Rosatom chief Sergei Kiriyenko said it has already removed a total of more than 2,000 kilograms of highly enriched uranium from research reactors in six former Soviet republics and Soviet bloc nations.

Kiriyenko and Poneman also noted that the conversion of research reactors in Russia and the United States to the use of low-enriched uranium fuel is essential for combating nuclear terrorism.

"We are talking about hundreds of potential 'dirty bombs' that could have fallen into the hands of terrorists," Kiriyenko said. "Russia and the U.S. have taken responsibility for security in all the countries we supplied with highly enriched uranium."

Poneman said the effort seeks to replacement highly enriched uranium with low-enriched uranium, allowing the countries to continue operations for scientific applications.

Poneman and Kiriyenko also signed a statement Tuesday confirming Russia's intention to begin conversion of its own research reactors from highly enriched to low-enriched uranium.

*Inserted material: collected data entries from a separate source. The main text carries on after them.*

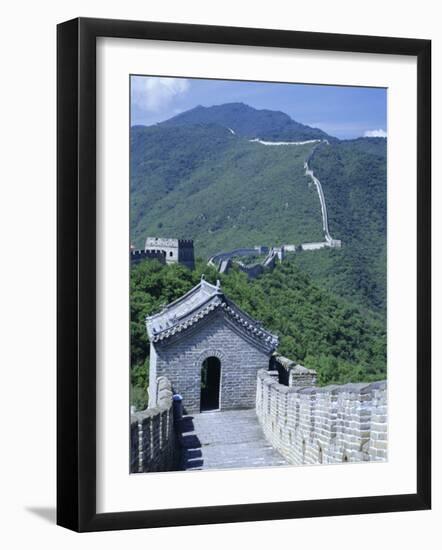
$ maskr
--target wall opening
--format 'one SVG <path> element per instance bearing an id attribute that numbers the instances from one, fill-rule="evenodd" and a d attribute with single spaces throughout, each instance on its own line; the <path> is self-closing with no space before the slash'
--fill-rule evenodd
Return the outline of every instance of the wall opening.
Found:
<path id="1" fill-rule="evenodd" d="M 319 464 L 322 464 L 322 461 L 323 461 L 322 447 L 321 447 L 321 445 L 319 445 L 319 449 L 318 449 L 318 462 L 319 462 Z"/>
<path id="2" fill-rule="evenodd" d="M 201 367 L 201 412 L 219 409 L 220 381 L 221 361 L 218 357 L 208 357 Z"/>

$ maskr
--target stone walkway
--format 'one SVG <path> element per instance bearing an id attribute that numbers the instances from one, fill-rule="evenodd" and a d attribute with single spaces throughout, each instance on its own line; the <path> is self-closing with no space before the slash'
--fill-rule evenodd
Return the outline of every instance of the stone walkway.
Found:
<path id="1" fill-rule="evenodd" d="M 183 470 L 287 464 L 265 440 L 254 409 L 185 416 L 180 439 Z"/>

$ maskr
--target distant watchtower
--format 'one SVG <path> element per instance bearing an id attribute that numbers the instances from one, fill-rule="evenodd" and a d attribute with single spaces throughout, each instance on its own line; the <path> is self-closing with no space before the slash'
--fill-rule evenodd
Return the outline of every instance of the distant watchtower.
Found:
<path id="1" fill-rule="evenodd" d="M 191 239 L 147 237 L 144 250 L 145 252 L 159 251 L 164 253 L 167 264 L 182 264 L 189 269 L 195 269 L 193 241 Z"/>

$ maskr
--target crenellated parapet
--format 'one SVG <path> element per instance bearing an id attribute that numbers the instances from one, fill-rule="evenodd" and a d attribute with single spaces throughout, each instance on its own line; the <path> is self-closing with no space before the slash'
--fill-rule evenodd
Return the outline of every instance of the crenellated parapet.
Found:
<path id="1" fill-rule="evenodd" d="M 130 251 L 131 264 L 137 264 L 143 260 L 157 260 L 158 262 L 166 263 L 166 253 L 163 250 L 136 250 Z"/>
<path id="2" fill-rule="evenodd" d="M 291 464 L 387 459 L 387 383 L 286 386 L 258 372 L 256 413 L 266 439 Z"/>
<path id="3" fill-rule="evenodd" d="M 146 252 L 159 251 L 163 253 L 167 264 L 179 263 L 189 269 L 195 268 L 192 239 L 147 237 L 144 249 Z"/>
<path id="4" fill-rule="evenodd" d="M 279 353 L 273 354 L 270 367 L 278 371 L 279 381 L 286 386 L 316 386 L 318 376 L 315 370 L 299 365 Z"/>
<path id="5" fill-rule="evenodd" d="M 165 472 L 179 460 L 173 418 L 173 395 L 169 380 L 157 380 L 157 405 L 131 415 L 130 471 Z"/>

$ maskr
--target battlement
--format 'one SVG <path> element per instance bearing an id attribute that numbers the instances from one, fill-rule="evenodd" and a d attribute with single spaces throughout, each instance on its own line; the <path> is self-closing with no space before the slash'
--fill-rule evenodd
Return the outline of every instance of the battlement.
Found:
<path id="1" fill-rule="evenodd" d="M 175 239 L 166 237 L 147 237 L 145 251 L 164 253 L 167 264 L 182 264 L 189 269 L 195 268 L 195 257 L 192 239 Z"/>
<path id="2" fill-rule="evenodd" d="M 192 247 L 193 248 L 193 240 L 192 239 L 178 239 L 178 246 Z"/>
<path id="3" fill-rule="evenodd" d="M 297 374 L 308 374 L 308 369 L 302 369 Z M 295 378 L 293 383 L 302 385 L 286 386 L 272 372 L 258 371 L 256 414 L 267 441 L 288 462 L 336 464 L 387 459 L 385 380 L 322 388 L 303 387 L 305 381 Z"/>
<path id="4" fill-rule="evenodd" d="M 157 406 L 131 415 L 131 472 L 163 472 L 175 469 L 179 452 L 174 426 L 170 381 L 157 380 Z"/>
<path id="5" fill-rule="evenodd" d="M 166 263 L 166 254 L 162 250 L 131 250 L 131 264 L 137 264 L 142 260 L 158 260 L 160 263 Z"/>
<path id="6" fill-rule="evenodd" d="M 193 247 L 192 239 L 175 239 L 166 237 L 147 237 L 145 248 L 162 247 L 162 246 L 184 246 Z"/>
<path id="7" fill-rule="evenodd" d="M 144 248 L 147 250 L 152 247 L 161 247 L 161 246 L 173 246 L 178 247 L 178 239 L 166 239 L 163 237 L 147 237 Z"/>
<path id="8" fill-rule="evenodd" d="M 270 368 L 278 373 L 278 379 L 285 386 L 316 386 L 317 372 L 299 365 L 287 357 L 274 353 Z"/>

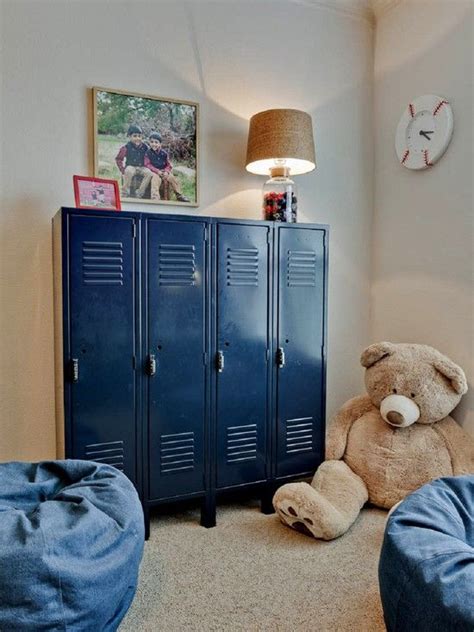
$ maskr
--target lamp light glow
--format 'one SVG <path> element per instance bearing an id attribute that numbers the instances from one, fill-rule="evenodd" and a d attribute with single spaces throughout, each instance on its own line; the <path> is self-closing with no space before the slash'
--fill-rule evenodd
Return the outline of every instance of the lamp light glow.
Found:
<path id="1" fill-rule="evenodd" d="M 281 162 L 279 162 L 281 160 Z M 266 158 L 263 160 L 255 160 L 246 165 L 246 170 L 257 176 L 268 175 L 274 167 L 288 167 L 292 176 L 299 176 L 309 173 L 316 168 L 316 164 L 310 160 L 301 160 L 299 158 Z"/>

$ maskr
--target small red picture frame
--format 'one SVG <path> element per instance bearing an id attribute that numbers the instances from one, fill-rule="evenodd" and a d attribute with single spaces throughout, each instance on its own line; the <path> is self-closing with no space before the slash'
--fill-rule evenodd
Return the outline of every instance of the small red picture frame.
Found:
<path id="1" fill-rule="evenodd" d="M 77 208 L 120 211 L 120 194 L 117 180 L 73 176 L 74 198 Z"/>

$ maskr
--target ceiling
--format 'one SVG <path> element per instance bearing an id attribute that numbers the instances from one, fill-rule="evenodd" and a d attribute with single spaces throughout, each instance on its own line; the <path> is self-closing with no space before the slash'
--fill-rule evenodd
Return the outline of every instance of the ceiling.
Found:
<path id="1" fill-rule="evenodd" d="M 350 14 L 375 22 L 385 11 L 402 0 L 296 0 L 300 4 L 324 6 L 334 11 Z"/>
<path id="2" fill-rule="evenodd" d="M 367 4 L 370 9 L 372 9 L 376 18 L 399 2 L 401 2 L 401 0 L 367 0 Z"/>

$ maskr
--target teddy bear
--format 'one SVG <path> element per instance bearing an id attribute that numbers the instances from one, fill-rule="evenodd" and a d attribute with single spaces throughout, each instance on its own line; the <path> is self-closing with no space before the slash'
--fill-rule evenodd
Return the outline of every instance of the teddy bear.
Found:
<path id="1" fill-rule="evenodd" d="M 329 426 L 326 461 L 311 484 L 280 487 L 281 521 L 332 540 L 364 504 L 391 509 L 440 476 L 474 473 L 474 439 L 449 416 L 467 391 L 463 370 L 433 347 L 380 342 L 362 353 L 367 395 Z"/>

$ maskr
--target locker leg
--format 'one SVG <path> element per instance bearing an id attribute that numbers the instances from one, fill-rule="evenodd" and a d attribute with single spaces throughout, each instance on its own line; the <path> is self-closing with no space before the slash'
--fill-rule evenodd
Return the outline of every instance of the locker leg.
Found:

They added that U.S. and Russian officials are finalizing the text of a bilateral agreement on research and development in nuclear energy that is expected to be ready for signing in September.

The agreement is intended to set the framework for shared efforts in designing prospective nuclear reactors and fuel.

Despite disagreements over the Syrian crisis and a rift over U.S.-led missile defense plans for Europe, Moscow and Washington have cooperated on key global issues such as the war in Afghanistan, counterterrorism and nuclear security.